Tournant les talons, le gigantesque mousquetaire regagna le camp royal en ayant toutefois pris soin de vérifier si sa demi compagnie comportait quelques survivants. Cinq hommes respiraient encore. Ce fut pourquoi le baron de La Renardière pressa le pas. Il allait réveiller les chirurgiens.
De son côté, Daniel Wu ne perdit pas son temps. Serrant contre lui Violetta qui commençait à trembler de froid, il gagna l’endroit précis où la navette Einstein légèrement déphasée était toujours en attente.

***************

Un peu plus tard, après de joyeuses retrouvailles et de grands baisers, l’adolescente, réconfortée et nourrie copieusement, Ufo sur ses genoux et Bing à ses pieds, demanda de sa voix pointue :
- Et maintenant, que faisons-nous? Quelle est notre prochaine destination? Tenterons-nous enfin de rejoindre mon père?
- Oui, bien entendu. Nous allons le récupérer. Mais il reste un problème de taille. Le véritable Maximien, que lui est-il donc arrivé? Dans quel siècle a-t-il été projeté?
- Hé bien , pour cette tâche, tu disposes du chrono vision Sers t’en!
- Veux-tu chercher avec moi et observer?
- Moi, je sais m’en servir seul! Répliqua Mathieu.
- Je n’en doute pas! Tu as eu assez de loisirs pour apprendre! Suivez-moi donc tous les trois. Je vais faire défiler tous les fils des trames possibles de l’espace-temps!
Dans la cabine contiguë, le chrono vision en marche montra certaines scènes attendues, mais aussi d’autres qui l’étaient beaucoup moins :
- Benjamin aux prises ave une nouvelle embuscade des bagaudes, quelque part en Savoie ;
- l’aéroport d’Orly, dans les années soixante, là où Franz Von Hauerstadt attendait un homme d’un certain âge, chauve, portant lunettes, vêtu d’un chaud manteau de laine par-dessus un costume sombre. L’inconnu était accompagné, oh stupeur, d’un individu de grande taille, maigre et ascétique, aux yeux clairs, reconnaissable entre tous : André Fermat en chair et en os! Il n’y avait pas à s’y tromper. Malgré l’habit anachronique qu’il portait, il s’agissait bien du commandant du Sakharov, seulement, il paraissait un peu plus jeune que dans les souvenirs les plus récents de Daniel, une cinquantaine d’années au lieu d’une soixantaine au moment de sa mort
- Comment mon ancien commandant a-t-il atterri à ces coordonnées? Et de quel Fermat s’agit-t-il?
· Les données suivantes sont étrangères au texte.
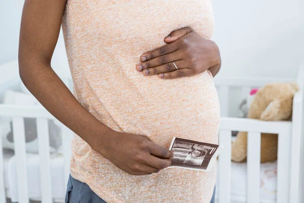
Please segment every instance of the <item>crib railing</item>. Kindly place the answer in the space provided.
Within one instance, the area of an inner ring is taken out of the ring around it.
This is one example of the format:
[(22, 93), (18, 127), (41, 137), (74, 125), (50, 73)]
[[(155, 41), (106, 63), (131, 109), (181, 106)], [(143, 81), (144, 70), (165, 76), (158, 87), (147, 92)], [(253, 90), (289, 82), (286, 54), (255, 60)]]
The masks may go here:
[[(278, 177), (277, 202), (279, 203), (298, 202), (299, 179), (301, 162), (300, 150), (303, 136), (302, 127), (303, 108), (303, 87), (304, 72), (301, 69), (298, 74), (298, 84), (301, 89), (295, 95), (293, 101), (293, 121), (267, 122), (245, 118), (229, 118), (228, 100), (229, 91), (232, 86), (242, 87), (244, 95), (247, 95), (251, 87), (262, 86), (271, 82), (287, 82), (292, 79), (217, 79), (215, 82), (218, 87), (221, 106), (221, 117), (219, 133), (220, 145), (224, 146), (218, 158), (219, 180), (218, 191), (219, 203), (230, 202), (231, 170), (231, 131), (248, 132), (247, 149), (247, 201), (258, 202), (259, 198), (260, 133), (273, 133), (279, 134), (278, 154)], [(13, 129), (15, 142), (15, 153), (17, 160), (18, 192), (19, 203), (28, 202), (25, 141), (23, 118), (35, 118), (39, 139), (40, 156), (42, 201), (43, 203), (52, 202), (51, 192), (51, 176), (49, 144), (47, 119), (55, 119), (46, 109), (40, 107), (22, 107), (0, 105), (0, 116), (13, 117)], [(70, 158), (70, 139), (73, 132), (62, 124), (62, 143), (64, 159), (65, 185), (69, 174)], [(1, 140), (0, 139), (0, 146)], [(3, 155), (0, 150), (0, 203), (6, 202), (5, 189), (3, 178)]]
[[(272, 82), (296, 82), (300, 90), (294, 95), (292, 122), (267, 122), (247, 118), (229, 117), (230, 90), (232, 87), (241, 87), (241, 95), (246, 97), (252, 88), (261, 87)], [(300, 168), (304, 167), (300, 157), (304, 156), (304, 64), (294, 79), (215, 78), (221, 108), (221, 123), (219, 142), (225, 147), (219, 155), (219, 202), (230, 202), (232, 131), (248, 132), (247, 139), (247, 202), (258, 202), (260, 184), (261, 132), (277, 133), (278, 137), (277, 202), (299, 202)], [(304, 185), (304, 184), (303, 184)]]
[(277, 202), (289, 201), (289, 188), (292, 132), (291, 121), (263, 121), (246, 118), (221, 118), (219, 140), (224, 146), (219, 156), (219, 202), (230, 202), (231, 131), (248, 132), (247, 145), (247, 202), (259, 202), (261, 132), (277, 133), (278, 138)]
[[(0, 116), (12, 117), (15, 156), (17, 160), (17, 176), (19, 203), (29, 202), (27, 168), (26, 162), (25, 139), (24, 118), (36, 119), (37, 136), (39, 143), (39, 153), (40, 160), (40, 177), (41, 200), (43, 203), (53, 202), (51, 192), (50, 172), (50, 145), (48, 119), (56, 119), (45, 109), (41, 107), (16, 106), (0, 105)], [(61, 124), (62, 146), (64, 164), (64, 180), (62, 184), (66, 184), (69, 175), (69, 164), (71, 156), (70, 142), (73, 132), (63, 124)], [(17, 142), (17, 141), (18, 141)], [(0, 146), (1, 141), (0, 139)], [(3, 179), (3, 155), (0, 151), (0, 202), (6, 202), (5, 190)], [(65, 193), (65, 191), (64, 191)]]

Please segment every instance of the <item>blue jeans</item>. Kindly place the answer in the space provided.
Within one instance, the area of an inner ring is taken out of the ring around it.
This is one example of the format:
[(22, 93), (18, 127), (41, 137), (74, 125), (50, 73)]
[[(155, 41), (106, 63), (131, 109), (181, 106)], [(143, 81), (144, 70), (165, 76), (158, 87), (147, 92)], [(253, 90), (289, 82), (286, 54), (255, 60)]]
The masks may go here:
[[(213, 195), (210, 203), (214, 203), (215, 195), (215, 187), (213, 190)], [(106, 203), (92, 191), (88, 185), (75, 179), (70, 175), (67, 182), (64, 202), (65, 203)]]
- Là, l’homme qui accueille le duo, c’est Hauerstadt, fit Violetta. Donc, celui qui est en compagnie d’oncle André doit être Otto Möll, pas encore décédé. La preuve : regarde précisément la date.
- 28 janvier 1963, 18 h 03.
- Oh, un mouvement de panique se forme, constata Mathieu, pourquoi?
- Il se passe manifestement quelque chose d’anormal, oncle Daniel. Zoome dessus.
Daniel Wu obtempéra et focalisa sur le dernier groupe descendant de l’avion et qui, mû par un réflexe de peur et de survie à la fois, s’accroupissait à même le macadam glacé afin d’échapper aux rafales d’un tireur fou. Otto Möll s’en tira avec une simple éraflure au bras, mais, hélas, ce ne fut pas le cas du commandant Fermat, qui, une fois de plus, mourut.
Mais Daniel savait où se trouvait l’assassin. D’un mouvement rapide, il centra l’objectif sur un individu entièrement glabre portant chapeau mou et lunettes noires, véritable caricature d’un gestapiste ou d’un zorglhomme , armé d’un fusil à lunettes à longue portée.
- Mais ce type n’est pas un humain! S’exclama le commandant Wu.
- Alors, ce n’était pas oncle André qui était visé, mais bien Otto Möll. Dans une des chrono lignes si j’ai bien lu, il est mort dans des circonstances étranges, à la fin de l’année 1965.
- Certes, ma nièce, mais qui a armé le bras?
- Fastoche, les ennemis de Franz et de Michaël!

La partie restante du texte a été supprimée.